KUALA LUMPUR, Aug 1 — The majority of men in this country appear to believe that a woman who flirts with them or invites them to her home has consented to having sex, unless she explicitly says “no”.

Think tank Centre for Governance and Political Studies (Cent-GPS) said it found that over half of the 1,007 men living in the Klang Valley it surveyed were under the impression that body language is enough to indicate consent.

In a report about its findings released today, Cent-GPS said that 65 per cent of men did not know that sexual consent must be an explicit “yes”.

“We found that only around 35 per cent of men surveyed knew that consent meant a partner had to verbally say yes to sex. Disappointingly, the other 65 per cent of male respondents in the Klang Valley incorrectly defined consent as anything other than a verbal “yes” from the female partner,” it said.

Specifically, 30 per cent of the men claimed consent has been given if there was a “mutual agreement”, regardless of whether or not both parties specifically say “yes” to sex.

Another 13 per cent said consent for sex can be identified through “body language”, whether by displaying certain gestures or body movements like making eye contact, touching and kissing.

About 4 per cent men claimed consent is a given when the partner is their wife or girlfriend and does not object or explicitly say “no”.

Another 8.6 per cent interpreted consent to be based on unspecified factors like the mood, vibe, flirting, chemistry, availability of protection and a “general assumption” of non-coercion.

Another 6 per cent unambiguously said they did not know what is considered sexual consent.

Cent-GPS said the survey results are worrying.

The think tank noted that most Malaysian men do not understand the true meaning of consent, and concluded that there is a great need for more effective and in-depth sex education.

The group interviewed comprised Klang Valley residents aged between 18 and 30 years who spoke in English.

Cent-GPS said the interviewees hypothetically represents Malaysia’s urban class with the most comprehension and understanding in terms of consent, sex education and healthy relationships.

“We fear the results and misconceptions surrounding sex education may possibly be the same, or worse in other areas of Malaysia,” Cent-GPS said of the findings.
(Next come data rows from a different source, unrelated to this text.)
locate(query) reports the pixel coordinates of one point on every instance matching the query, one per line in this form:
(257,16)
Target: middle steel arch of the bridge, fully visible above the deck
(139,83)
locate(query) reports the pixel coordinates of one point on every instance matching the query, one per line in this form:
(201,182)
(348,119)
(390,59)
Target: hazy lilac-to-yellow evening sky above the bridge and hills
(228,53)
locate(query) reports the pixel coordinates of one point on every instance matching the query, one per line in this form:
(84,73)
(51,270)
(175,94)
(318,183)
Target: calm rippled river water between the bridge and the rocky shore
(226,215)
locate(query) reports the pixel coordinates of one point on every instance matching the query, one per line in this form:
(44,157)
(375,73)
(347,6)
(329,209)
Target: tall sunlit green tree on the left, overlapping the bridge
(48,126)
The government is planning to table a Sexual Harassment Bill this year, following a feasibility study and consultation with NGOs and survivors of sexual harassment.

The Cent-GPS survey results gives cause for concern in the wake of the uproar triggered by PKR senator and former admiral Mohd Imran Abd Hamid who yesterday proposed a law to “protect” men from being seduced into committing sex crimes, including incest, against women.

His suggestion got some support from senate deputy president Datuk Seri Abdul Halim Abdul Samad from Umno, who said it was a “good viewpoint”.

Imran reportedly told the Dewan Negara that the men who molest and rape were “seduced” by the woman’s dressing or way of speaking.

Today, he retracted his proposal and apologised for his remarks even as he insisted his intention was sincere.